12 Films of Christmas: White Christmas | reviews, news & interviews
12 Films of Christmas: White Christmas
12 Films of Christmas: White Christmas
A squeaky-clean, bright-eyed bit of holiday-tuned candy
White Christmas is named so you know that gorgeous song is inside it somewhere. Yes, this is the 12-year-younger and lesser remake of Holiday Inn that also stars Bing Crosby and also features the cry-your-guts-out, I-regret-everything holiday tune by Irving Berlin. The big difference is that in White Christmas, Bing sings along to a music box.
The plot centres on Danny Kaye and Bing as a duo of WWII entertainers who find success a decade after the war. Wildly popular, they’re on TV, on Broadway, wherever there’s an audience, that’s where they’ll be. One’s a lady’s man, the other isn’t. Both meet the girls of their dreams with sisters Rosemary Clooney and Vera-Ellen, who are also, conveniently, performers. It doesn’t go too smoothly as one set of lovebirds isn’t getting along while the other pair decide they ought to. A trip to Vermont, and a hotel without guests run by the boys’ old commander General Waverly (Dean Jagger), sets up a place to put on the darnedest show you’ve ever seen. As the original New York Times review says of this part of the film, “Someone's nostalgia for the war years and the U.S.O. tours has taken the show awry.”
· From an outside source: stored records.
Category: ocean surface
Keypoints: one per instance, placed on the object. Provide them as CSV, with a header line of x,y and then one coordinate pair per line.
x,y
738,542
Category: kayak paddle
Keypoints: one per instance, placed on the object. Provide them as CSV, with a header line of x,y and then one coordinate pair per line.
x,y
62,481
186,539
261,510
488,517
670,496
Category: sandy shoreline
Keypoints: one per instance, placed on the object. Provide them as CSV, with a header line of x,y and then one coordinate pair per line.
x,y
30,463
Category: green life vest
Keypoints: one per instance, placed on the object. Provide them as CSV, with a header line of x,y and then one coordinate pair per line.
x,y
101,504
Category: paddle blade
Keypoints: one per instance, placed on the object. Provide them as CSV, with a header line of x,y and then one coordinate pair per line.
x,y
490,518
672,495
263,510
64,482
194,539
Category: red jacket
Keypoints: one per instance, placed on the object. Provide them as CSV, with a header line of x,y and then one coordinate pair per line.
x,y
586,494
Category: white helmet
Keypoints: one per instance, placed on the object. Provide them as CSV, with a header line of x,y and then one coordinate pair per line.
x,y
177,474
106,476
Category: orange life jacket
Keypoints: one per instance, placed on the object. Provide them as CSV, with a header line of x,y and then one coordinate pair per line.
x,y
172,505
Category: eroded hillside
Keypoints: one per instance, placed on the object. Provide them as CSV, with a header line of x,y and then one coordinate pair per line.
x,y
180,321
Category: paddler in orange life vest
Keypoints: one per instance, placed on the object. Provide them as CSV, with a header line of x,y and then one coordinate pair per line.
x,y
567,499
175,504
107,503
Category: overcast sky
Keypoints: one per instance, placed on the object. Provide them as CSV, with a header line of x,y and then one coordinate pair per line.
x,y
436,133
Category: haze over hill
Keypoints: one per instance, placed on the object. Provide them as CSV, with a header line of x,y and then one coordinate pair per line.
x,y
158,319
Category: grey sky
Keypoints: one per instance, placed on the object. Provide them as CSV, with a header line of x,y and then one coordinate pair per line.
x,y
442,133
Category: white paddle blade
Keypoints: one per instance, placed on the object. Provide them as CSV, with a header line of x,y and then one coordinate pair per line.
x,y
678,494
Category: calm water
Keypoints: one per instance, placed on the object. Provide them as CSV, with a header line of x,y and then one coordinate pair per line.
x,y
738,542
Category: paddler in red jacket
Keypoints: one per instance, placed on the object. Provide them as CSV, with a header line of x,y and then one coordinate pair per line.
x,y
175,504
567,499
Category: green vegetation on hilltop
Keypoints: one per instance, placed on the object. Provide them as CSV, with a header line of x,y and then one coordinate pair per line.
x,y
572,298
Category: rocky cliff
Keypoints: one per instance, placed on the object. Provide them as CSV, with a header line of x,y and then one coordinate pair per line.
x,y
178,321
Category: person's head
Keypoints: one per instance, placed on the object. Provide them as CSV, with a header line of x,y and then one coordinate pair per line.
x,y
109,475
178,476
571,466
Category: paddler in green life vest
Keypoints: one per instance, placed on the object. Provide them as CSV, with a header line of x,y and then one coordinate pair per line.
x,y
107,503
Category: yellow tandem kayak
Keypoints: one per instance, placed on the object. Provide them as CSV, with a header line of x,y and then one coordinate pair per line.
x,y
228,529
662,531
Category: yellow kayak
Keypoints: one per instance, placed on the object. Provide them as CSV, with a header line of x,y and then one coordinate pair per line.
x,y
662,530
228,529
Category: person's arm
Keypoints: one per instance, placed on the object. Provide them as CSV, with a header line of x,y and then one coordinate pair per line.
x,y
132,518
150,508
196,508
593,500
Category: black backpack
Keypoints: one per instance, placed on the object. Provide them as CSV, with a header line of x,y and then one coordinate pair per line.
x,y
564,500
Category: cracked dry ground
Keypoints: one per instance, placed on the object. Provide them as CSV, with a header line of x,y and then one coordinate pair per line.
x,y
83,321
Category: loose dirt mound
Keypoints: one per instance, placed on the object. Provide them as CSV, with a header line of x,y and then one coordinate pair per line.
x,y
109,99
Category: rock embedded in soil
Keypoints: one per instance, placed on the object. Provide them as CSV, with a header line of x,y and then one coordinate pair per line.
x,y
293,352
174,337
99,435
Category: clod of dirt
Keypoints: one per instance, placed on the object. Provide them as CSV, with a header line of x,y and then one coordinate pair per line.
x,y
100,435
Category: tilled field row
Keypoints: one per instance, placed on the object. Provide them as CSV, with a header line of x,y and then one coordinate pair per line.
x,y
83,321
Directed by Casablanca’s Michael Curtiz, this is a squeaky-clean, bright-eyed bit of holiday-tuned candy that has few sparkling moments but – like many other memorable films before and after it – it’s the theme song that makes the whole trip worthwhile. Filmed in brilliant Technicolor and VistaVision – Paramount’s then novel wide-screen technique – the remake lacks the tang and sass of the original, pretty though it is. Like many remakes and many more to come, its attempt to follow its luckier predecessor fails: it plays it a little too safe and a little too carefully to come up with anything really zingy. The best way to enjoy White Christmas is to listen to the theme tune, wipe away a tear and get back to the turkey til the tune comes around again. It's holiday schmaltz but it's just the right kind of holiday schmaltz - on the right side of corniness, smack dab next to sincere.